Que Massacre à la Tronçonneuse constitue une date dans le cinéma d’épouvante va de soi, mais ce statut ne doit pas masquer la virtuosité du geste de Tobe Hooper qui continue de fasciner, de susciter l’effroi, de provoquer un malaise constant et diffus, d’iconiser le mal sans recourir aux codes esthétiques conventionnels qui gangrènent aujourd’hui les modes de représentation du tueur fou dans les films. Car le long métrage de Hooper est avant tout un grand et sanglant film sur la famille et sa bizarrerie congénitale, cette étrangeté qui définit la relation entre Sally et son frère en fauteuil roulant et qui se retrouve, à peine amplifiée, reconduite par les membres de la fratrie infernale.
Au commencement est la haine de soi et des autres : les cinq amis prennent la route pour éprouver leur liberté, donnant l’impression de fuir quelque chose, la société, leur milieu d’origine, eux-mêmes ; ils forment un corps qui sillonne des espaces abandonnés et reculés, dont la liberté de mouvement détonne avec le mode de vie des habitants et avec le rapport au monde de Franklin, cloué dans un fauteuil. Ce dernier est marginalisé, exclu de sa bande d’amis en raison de sa mobilité réduite : il faut le tirer, le pousser, l’aider, l’attendre ; la plupart du temps, il est seul et ne peut pas vraiment compter sur sa sœur, absente et amoureuse. Hooper peint ainsi la violence d’une relation qui laisse comprendre un passé douloureux, qui donne à voir l’impuissance d’un frère à assumer son rôle de frère, boulet attaché à la cheville de sa sœur.
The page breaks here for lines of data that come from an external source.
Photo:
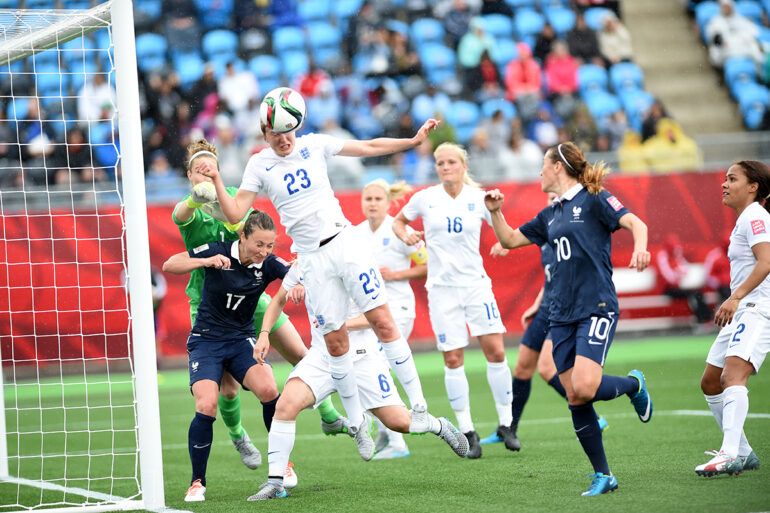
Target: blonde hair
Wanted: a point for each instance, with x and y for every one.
(199, 146)
(463, 154)
(394, 191)
(590, 176)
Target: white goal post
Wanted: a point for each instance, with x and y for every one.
(79, 411)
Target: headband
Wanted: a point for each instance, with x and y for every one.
(558, 148)
(200, 154)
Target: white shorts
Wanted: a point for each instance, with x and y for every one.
(375, 384)
(452, 308)
(747, 337)
(341, 270)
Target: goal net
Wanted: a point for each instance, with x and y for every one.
(79, 422)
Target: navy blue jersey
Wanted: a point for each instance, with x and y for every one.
(578, 229)
(230, 296)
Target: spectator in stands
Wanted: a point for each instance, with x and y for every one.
(522, 157)
(672, 269)
(236, 88)
(614, 41)
(456, 20)
(730, 34)
(96, 100)
(544, 42)
(523, 82)
(717, 269)
(561, 76)
(472, 46)
(583, 44)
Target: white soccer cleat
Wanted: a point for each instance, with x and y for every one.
(721, 463)
(290, 477)
(250, 455)
(196, 492)
(420, 422)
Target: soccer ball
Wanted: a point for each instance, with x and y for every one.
(282, 110)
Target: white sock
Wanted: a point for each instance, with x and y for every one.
(344, 376)
(399, 356)
(734, 411)
(280, 442)
(499, 379)
(458, 392)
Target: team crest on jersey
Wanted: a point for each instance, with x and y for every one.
(614, 203)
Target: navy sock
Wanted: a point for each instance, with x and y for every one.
(268, 411)
(520, 389)
(615, 386)
(199, 440)
(590, 436)
(555, 382)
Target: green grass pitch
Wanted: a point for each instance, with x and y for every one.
(653, 462)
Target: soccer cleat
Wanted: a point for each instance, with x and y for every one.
(339, 426)
(250, 455)
(474, 448)
(389, 452)
(420, 423)
(508, 435)
(750, 462)
(641, 400)
(456, 440)
(602, 483)
(269, 491)
(196, 492)
(721, 463)
(290, 477)
(363, 437)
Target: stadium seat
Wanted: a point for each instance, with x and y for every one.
(498, 26)
(288, 39)
(594, 17)
(739, 70)
(561, 19)
(426, 31)
(464, 118)
(592, 78)
(528, 23)
(489, 107)
(220, 45)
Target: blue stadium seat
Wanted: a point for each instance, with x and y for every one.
(751, 9)
(528, 23)
(739, 70)
(489, 107)
(150, 52)
(463, 116)
(626, 75)
(220, 45)
(314, 10)
(594, 17)
(425, 31)
(561, 19)
(498, 25)
(288, 39)
(592, 78)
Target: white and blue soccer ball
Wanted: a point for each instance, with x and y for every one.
(282, 110)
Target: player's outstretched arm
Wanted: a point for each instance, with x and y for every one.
(386, 145)
(508, 237)
(641, 257)
(182, 263)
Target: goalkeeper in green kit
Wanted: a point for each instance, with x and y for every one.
(197, 217)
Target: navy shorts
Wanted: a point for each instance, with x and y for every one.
(537, 331)
(589, 337)
(207, 358)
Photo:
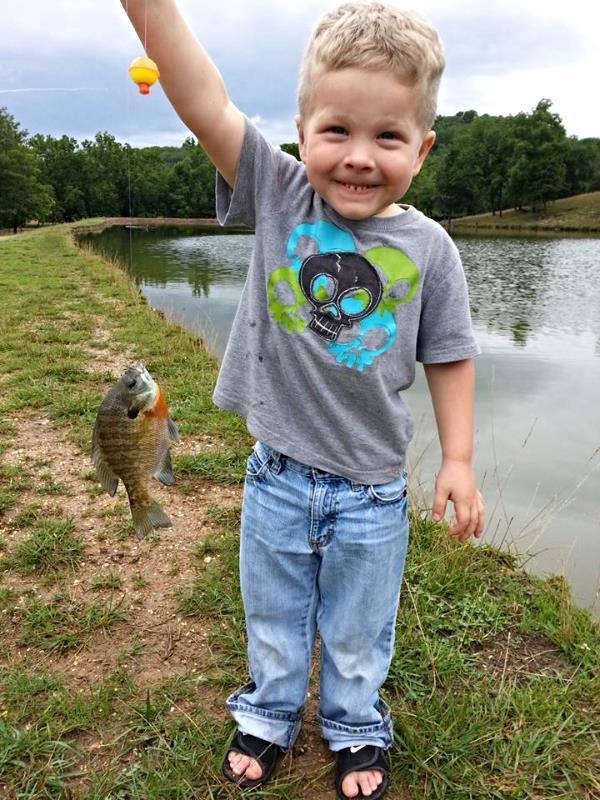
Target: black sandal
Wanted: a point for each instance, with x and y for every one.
(266, 753)
(362, 759)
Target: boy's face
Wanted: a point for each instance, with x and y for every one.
(361, 141)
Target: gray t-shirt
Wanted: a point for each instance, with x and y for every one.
(333, 316)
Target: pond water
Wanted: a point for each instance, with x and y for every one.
(536, 311)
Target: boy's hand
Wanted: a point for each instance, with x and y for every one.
(455, 482)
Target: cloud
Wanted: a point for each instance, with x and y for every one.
(502, 58)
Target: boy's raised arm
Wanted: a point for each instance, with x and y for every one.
(191, 81)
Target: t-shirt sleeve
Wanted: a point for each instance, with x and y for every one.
(261, 173)
(445, 330)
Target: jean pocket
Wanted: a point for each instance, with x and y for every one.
(387, 493)
(258, 462)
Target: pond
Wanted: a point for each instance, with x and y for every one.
(536, 311)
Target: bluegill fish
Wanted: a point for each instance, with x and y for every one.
(131, 440)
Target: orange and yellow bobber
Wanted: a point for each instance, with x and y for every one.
(144, 72)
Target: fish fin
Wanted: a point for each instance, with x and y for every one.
(173, 432)
(146, 518)
(164, 473)
(106, 476)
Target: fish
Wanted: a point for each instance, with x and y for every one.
(131, 442)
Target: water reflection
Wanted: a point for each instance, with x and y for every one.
(536, 310)
(520, 287)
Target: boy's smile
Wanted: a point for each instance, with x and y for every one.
(361, 142)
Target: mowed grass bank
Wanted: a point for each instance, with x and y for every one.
(116, 655)
(578, 214)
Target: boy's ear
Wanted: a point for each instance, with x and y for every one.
(426, 145)
(301, 137)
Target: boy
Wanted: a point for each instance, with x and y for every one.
(346, 290)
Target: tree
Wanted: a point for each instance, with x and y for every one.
(538, 172)
(192, 183)
(23, 196)
(62, 166)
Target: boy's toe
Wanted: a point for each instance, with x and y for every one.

Ce détachement affectif, les attaques du tueur vont l’expliciter et l’exacerber puisque sa tronçonneuse détache un à un les membres de ce corps uni, raccorde l’être humain à sa solitude profonde, faisant des personnages des victimes en puissance, des Franklin. Massacre à la Tronçonneuse orchestre alors un partage d’impuissance, les protagonistes étant aussi démunis les uns que les autres devant le mal et la folie qui ébranle le confort de leur petite société a priori libertaire. Hooper fait voler en éclats la fausse liberté, celle que l’on déclame à grand renfort de principes et de chansons, pour mettre en scène la liberté totale, brutale et sauvage : l’homme retrouve sa place dans la chaîne alimentaire, l’homme est un loup pour l’homme.
Œuvre politique coup-de-poing, Massacre à la Tronçonneuse s’interroge également sur la notion de propriété privée, essentielle dans un État de droit américain : en effet, le tueur ne sévit que parce que le seuil de sa maison a été franchi, il n’empiète pas sur le territoire d’autrui mais défend son chez-soi avec l’arme dont il dispose – et quelle arme ! La portée idéologique du geste artistique de Hooper est aussitôt complexe et originale. Enfin, le film constitue une réussite visuelle et sonore, la menace étant constamment présente à l’écran par le biais du bruit de la tronçonneuse dont l’intensité indique sa proximité ou non. Constamment sur le qui-vive, prêt à sursauter, le spectateur se délecte d’une mise en scène magistrale qui réussit à livrer des plans inspirés mais rugueux, dont la composition esthétique n’empiète jamais sur la force brute d’un climat et d’un sol. Un chef-d’œuvre.